The demand for housing has risen due to low interest rates and working from home. Looking forward, immigration and rising incomes will add further pressures. In a well-functioning housing market, extra supply would cover that demand. But our housing supply has been unresponsive. The result has been a record low vacancy rate, soaring advertised rents and some of the highest house prices in the world.
We are essentially being promised similar levels of supply to those that have produced these sorry outcomes. Consistent with the unambitious target, specific policy announcements were small. The centrepiece was an increase in subsidised housing. On top of the 30,000 dwellings previously announced, there will be a further 10,000 from the federal government and 20,000 from the states.
This adds up to 60,000 new dwellings, which is an increase of only 0.6 per cent of our national housing stock of 10 million dwellings. That tiny increase will have a negligible effect on housing prices, though a large cost to the taxpayer. Subsidised housing has other objectives (security of tenure, a safety net) — it should not be framed as addressing overall affordability.

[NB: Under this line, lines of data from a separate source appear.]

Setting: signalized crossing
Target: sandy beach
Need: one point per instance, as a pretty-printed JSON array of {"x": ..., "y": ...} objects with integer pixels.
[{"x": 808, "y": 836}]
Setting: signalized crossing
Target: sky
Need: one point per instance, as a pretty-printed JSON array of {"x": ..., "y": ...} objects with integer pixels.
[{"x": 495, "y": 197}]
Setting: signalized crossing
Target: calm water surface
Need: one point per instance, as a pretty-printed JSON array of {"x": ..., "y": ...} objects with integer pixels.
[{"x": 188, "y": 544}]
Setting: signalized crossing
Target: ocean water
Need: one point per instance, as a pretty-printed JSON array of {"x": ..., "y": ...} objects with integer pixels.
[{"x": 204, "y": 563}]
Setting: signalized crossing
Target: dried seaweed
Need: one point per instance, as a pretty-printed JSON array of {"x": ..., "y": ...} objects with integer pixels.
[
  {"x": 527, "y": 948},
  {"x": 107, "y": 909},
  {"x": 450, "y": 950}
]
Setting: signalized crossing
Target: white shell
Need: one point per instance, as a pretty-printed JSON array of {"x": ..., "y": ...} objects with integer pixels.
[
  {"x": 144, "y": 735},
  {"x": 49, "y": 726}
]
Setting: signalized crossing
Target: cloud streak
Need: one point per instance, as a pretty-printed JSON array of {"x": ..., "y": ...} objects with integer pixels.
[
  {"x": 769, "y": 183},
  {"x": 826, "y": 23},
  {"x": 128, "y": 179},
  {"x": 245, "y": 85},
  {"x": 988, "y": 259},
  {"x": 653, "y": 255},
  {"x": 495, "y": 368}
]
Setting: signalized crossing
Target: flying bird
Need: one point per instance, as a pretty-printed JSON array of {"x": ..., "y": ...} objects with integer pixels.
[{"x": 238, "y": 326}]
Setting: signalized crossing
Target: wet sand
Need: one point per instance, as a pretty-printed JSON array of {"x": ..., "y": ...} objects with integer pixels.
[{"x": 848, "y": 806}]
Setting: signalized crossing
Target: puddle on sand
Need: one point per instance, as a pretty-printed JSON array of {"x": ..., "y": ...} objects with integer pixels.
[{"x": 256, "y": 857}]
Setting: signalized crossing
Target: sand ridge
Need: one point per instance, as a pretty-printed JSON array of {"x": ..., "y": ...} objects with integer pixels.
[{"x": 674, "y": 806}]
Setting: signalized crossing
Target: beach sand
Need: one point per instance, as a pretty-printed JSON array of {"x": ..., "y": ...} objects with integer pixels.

What we failed to see on budget night, but desperately need, is a policy that will substantially increase housing supply. As a rough rule of thumb, every 1 per cent increase in the housing stock reduces the cost of housing by 2.5 per cent. So, for example, were the 1 million houses to be additional to what we are already doing, that would increase the national housing stock by 10 per cent — which would lower prices and rents by 25 per cent. They are the sort of numbers we need to be discussing. This need not cost the budget a cent. We have builders ready and eager to build, and potential residents willing to pay the cost. All that is needed is to relax regulations that prevent building.
Doubts are often raised that extra supply of market housing will not help those most in need. Those doubts are misplaced. When residents occupy new housing, the old housing they vacate falls in price. These indirect effects on prices and rents are widespread and important. As the recent Productivity Commission housing report discussed at length, extra supply of housing, in any segment of the market, will improve affordability for low income households.
There is strong relationship between average housing costs and conditions for the least well-off. US research finds that the most important determinant of the level of homelessness in a city is its average rent. In Australia, there is a very close relationship between average rent and rental stress of low income earners. These arguments are well-known. They were emphasised in the Productivity Commission’s report on housing last month and the parliamentary inquiry into housing affordability chaired by Jason Falinski earlier this year.
Those reports noted that, although planning regulations are a state responsibility, the Commonwealth has an important role. In addition to guidance and coordination, it should make grants to state and local governments conditional on allowing more housing. Federal funding for infrastructure, like Melbourne’s suburban rail loop or Canberra’s light rail, should be conditional on high density being built at stations.
To be fair, the government showed it understands many dimensions of the crisis. The Treasurer’s speech echoed many of the key findings of official reports and academic research. It acknowledged the housing crisis as a top priority and that limitations on supply underlie it. The speech noted that most supply will come from the market and called for zoning reform.
The government resisted the temptation to shovel more subsidies to first home buyers, as previous governments of both parties have done — to counterproductive results. Of longer term significance, the government has called for more discussion, research and education. It wants the nation to rethink housing policy.
This is occurring through a new Housing Accord with the states and the establishment of a National Housing Supply and Affordability Council. Both these new processes have been directed to reconsider our objectives and alternative policies for attaining them. The design of planning restrictions and land release figure explicitly on both agendas.
These moves are welcome. The Productivity Commission housing report emphasised that too many of our housing policies are considered in isolation from each other. So policymakers have not realised that alternative policies could achieve objectives at lower cost.
Moreover, there is an important need for public information. Ultimately, we will not get more affordable housing until the public accepts the need for higher density. That requires greater education of how planning restrictions harm affordability.
Tuesday’s budget did not provide immediate relief from the affordability crisis. However the institutional reforms it put in place, together with a positive response to the Productivity Commission housing report, may put us on the path to a solution.
Dr Peter Tulip is Chief Economist at the Centre for Independent Studies and the author of many research papers on Australian housing policy.